Suzuki 140 Outboard Problems: 5 Most-Common Issues

Suzuki Marine’s DF140A is a popular choice of outboard engine for those looking for a lightweight motor without compromising on performance. In addition, the DF140A is equipped with Suzuki’s advanced Lean Burn Fuel Control System, which means that this engine offers great fuel economy without having to hold back on your speed.

This 4 cylinder outboard has also been designed to use aggressive gear ratios that enables these outboards to turn a larger propellor which also increases performance. It’s no wonder that this engine was one of the ones chosen for use at the London Olympic & Paralympic Games Sailing Regatta back in 2012.

However, like with any brand, there are some common problems to look out for.

In this article, we take a look at what those common problems are:

1. Faulty ECU’s (Electric Control Units)

Modern outboard engines share technology with car engines, and an electronic control unit is just one example.

The Electronic Control Unit, or ECU, manages an engine’s timing, the fuel/air mixture, and the spark. So if the ECU is faulty, your outboard engine will either fail to start, or the engine will cut out when idling or lowering the revs.

There are several reports on the Suzuki Forums about faulty Electronic Control Units, and it is an expensive part to replace. However, the good news is that the ECU on an outboard engine can often be repaired or reprogrammed to eliminate the fault.

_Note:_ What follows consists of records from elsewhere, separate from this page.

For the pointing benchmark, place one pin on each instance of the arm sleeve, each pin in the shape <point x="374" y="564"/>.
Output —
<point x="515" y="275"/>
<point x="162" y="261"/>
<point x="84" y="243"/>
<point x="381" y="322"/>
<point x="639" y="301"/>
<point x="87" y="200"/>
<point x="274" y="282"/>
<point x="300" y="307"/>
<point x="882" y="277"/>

2. Interior Rust Or Corrosion

While Suzuki has developed an advanced anti-corrosion system which has earned Suzuki outboard engines a good reputation for reliability, durability, and corrosion resistance, there are still some issues with interior rust or corrosion.

This is especially true when an engine is not flushed properly after each use.

Unfortunately, corrosion is a common problem across all outboard engines brands, particularly those used in saltwater. An outboard engines’ anodes help protect against corrosion, but it’s a good idea to check you have the correct ones.

Saltwater anodes are supposed to be zinc, and freshwater anodes a magnesium alloy. These anodes are your first line of defense against corrosion as they will corrode before other metals inside your engine.

In addition, the Suzuki DF140A from 1999 – 2008 is known to have a corrosion problem on a plug located on the engine holder’s port side. It was originally designed for an oxygen sensor that never materialized.

The main problem is that the engine holder is aluminum, but the plug is steel: these two different metals touch and causes corrosion from the inside out. If left unchecked, the plug will erode through the engine holder and blow out the side, or worse, blow internally, causing even more damage.

Unfortunately, Suzuki never admitted to this design fault, and their warranty does not cover rust or corrosion.

3. Issues With The Idle Air Control Valve (IAC)

The Idle Air Control valve or IAC helps an outboard engine maintain idling speed by controlling the amount of air coming into the engine.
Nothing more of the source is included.